Aunt Julia is a portrait of Norman Mac Caig’s aunt, Julia Mac Leod.
As I don't speak the native language of my homeland, I can only learn about the origins of my culture from what I can see.
Language is so integral to culture that it almost impossible to understand a culture without understanding the language – especially when that culture is based upon an oral tradition." Gordon Brown once quoted from one of Norman's poems 'Praise of a Man' in a eulogy he gave for a friend.
It is one of the clearest examples of the cultural colonialism practised within the British Empire.
Stamping out the language was a deliberate attempt to wipe out the culture and with it the connections to communities and landscapes.

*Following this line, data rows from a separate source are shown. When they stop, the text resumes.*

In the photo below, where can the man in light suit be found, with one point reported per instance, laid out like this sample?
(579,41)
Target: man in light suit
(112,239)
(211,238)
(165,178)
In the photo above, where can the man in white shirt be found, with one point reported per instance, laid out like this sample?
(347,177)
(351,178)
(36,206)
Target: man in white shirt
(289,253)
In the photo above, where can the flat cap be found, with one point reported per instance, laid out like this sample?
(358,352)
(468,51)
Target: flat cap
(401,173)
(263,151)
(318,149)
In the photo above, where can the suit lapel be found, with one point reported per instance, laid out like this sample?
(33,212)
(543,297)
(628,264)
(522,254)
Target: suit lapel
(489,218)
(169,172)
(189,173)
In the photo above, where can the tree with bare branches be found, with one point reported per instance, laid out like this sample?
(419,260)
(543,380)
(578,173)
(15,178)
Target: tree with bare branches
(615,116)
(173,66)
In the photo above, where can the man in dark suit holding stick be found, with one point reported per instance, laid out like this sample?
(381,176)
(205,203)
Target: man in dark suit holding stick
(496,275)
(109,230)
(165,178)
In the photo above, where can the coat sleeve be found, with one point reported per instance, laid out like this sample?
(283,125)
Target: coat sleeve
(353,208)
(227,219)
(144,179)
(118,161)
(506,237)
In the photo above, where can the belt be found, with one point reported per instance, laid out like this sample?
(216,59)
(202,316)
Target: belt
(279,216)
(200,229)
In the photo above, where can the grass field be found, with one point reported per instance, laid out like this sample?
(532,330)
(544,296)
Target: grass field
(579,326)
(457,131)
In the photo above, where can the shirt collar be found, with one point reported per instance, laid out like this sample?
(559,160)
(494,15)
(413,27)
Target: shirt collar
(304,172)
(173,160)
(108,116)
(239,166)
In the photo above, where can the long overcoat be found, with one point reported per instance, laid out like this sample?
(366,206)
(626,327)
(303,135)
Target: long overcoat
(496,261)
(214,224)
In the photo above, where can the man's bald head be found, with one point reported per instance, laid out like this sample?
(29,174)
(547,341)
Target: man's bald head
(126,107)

Julia Macleod - as well as being a character of great energy and colour - is also a metaphor for the island of Scalpay itself.

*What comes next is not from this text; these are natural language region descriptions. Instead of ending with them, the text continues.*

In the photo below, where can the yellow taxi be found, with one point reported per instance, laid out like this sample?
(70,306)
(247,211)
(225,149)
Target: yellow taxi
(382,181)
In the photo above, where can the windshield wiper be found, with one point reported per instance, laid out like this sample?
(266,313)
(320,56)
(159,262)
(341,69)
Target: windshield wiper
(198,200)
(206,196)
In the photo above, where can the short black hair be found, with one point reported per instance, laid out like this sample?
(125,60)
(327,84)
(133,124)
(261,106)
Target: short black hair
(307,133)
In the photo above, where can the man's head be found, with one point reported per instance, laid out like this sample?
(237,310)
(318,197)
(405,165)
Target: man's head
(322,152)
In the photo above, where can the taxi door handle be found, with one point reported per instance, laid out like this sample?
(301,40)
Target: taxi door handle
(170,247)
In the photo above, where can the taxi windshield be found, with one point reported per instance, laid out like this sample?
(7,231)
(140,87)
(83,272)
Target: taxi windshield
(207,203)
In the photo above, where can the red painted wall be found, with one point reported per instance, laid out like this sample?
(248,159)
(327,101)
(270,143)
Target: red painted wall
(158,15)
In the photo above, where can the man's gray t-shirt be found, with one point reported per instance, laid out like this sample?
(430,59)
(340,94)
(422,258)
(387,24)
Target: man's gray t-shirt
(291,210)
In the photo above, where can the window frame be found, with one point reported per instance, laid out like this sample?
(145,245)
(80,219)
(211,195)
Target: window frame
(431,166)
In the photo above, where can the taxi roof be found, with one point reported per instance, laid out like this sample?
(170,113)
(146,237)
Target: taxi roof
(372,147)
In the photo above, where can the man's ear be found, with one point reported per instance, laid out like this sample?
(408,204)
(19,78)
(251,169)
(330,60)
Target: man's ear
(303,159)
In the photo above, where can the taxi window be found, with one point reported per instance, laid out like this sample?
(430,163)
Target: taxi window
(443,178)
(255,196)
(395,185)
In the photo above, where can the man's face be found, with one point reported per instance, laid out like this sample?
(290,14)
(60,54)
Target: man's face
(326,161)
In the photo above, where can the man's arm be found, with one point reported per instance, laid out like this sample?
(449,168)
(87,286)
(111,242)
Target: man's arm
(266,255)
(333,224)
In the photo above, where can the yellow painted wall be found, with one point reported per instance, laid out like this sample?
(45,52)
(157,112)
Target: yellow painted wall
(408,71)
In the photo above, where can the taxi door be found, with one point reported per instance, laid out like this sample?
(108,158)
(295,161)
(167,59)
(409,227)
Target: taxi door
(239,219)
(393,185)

The poem therefore has a duality: it is portrait of an aunt for whom Norman Mac Caig had great affection as well as a description of an island he loved very much.© the estate of Norman Mac Caig from The Scottish Poetry Library This week is the twentieth anniversary of the death of Norman Mac Caig, one of Scotland's foremost poets, so I thought it was fitting to have one of his poems to celebrate the life and work of a poet whose poetry is gradually slipping out of view beyond the Scottish borders.'Aunt Julia' is one of my favourites partly because it depicts such a wonderful character, (I can see her strong foot/stained with peat) and partly because it identifies one of the most tragic aspects of Scottish history.You should have been taught that all Mac Caig poems are linked by the theme of loss, so you'll be using that a lot.The main idea of Aunt Julia is that the Gaelic language and culture is being lost as Gaelic natives integrate more and more into mainland Scottish culture and life.It was while he was there that Mac Caig came to know and appreciate his mother’s sister - Julia Mac Leod.She has been referred to as a monoglot Gael, meaning that Julia was unable to speak anything than Gaelic. She was someone who was full of noise and energy and clearly had an impact on the young Norman Mac Caig.Although the poem was written in March 1967, the poem reflects on his years when, as a young child, he spent time with his aunt.I tend not to approach the poem in a chronological manner, but more as a wholistic work. I could not answer her — I could not understand her. — I can see her strong foot, stained with peat, paddling with the treadle of the spinning-wheel while her right hand drew yarn marvellously out of the air. She was brown eggs, black skirts and a keeper of threepennybits in a teapot. By the time I had learned a little, she lay silenced in the absolute black of a sandy grave at Luskentyre.Hers was the only house where I've lain at night in the absolute darkness of a box bed, listening to crickets being friendly. But I hear her still, welcoming me with a seagull's voice across a hundred yards of peatscrapes and lazybeds and getting angry, getting angry with so many questions unanswered.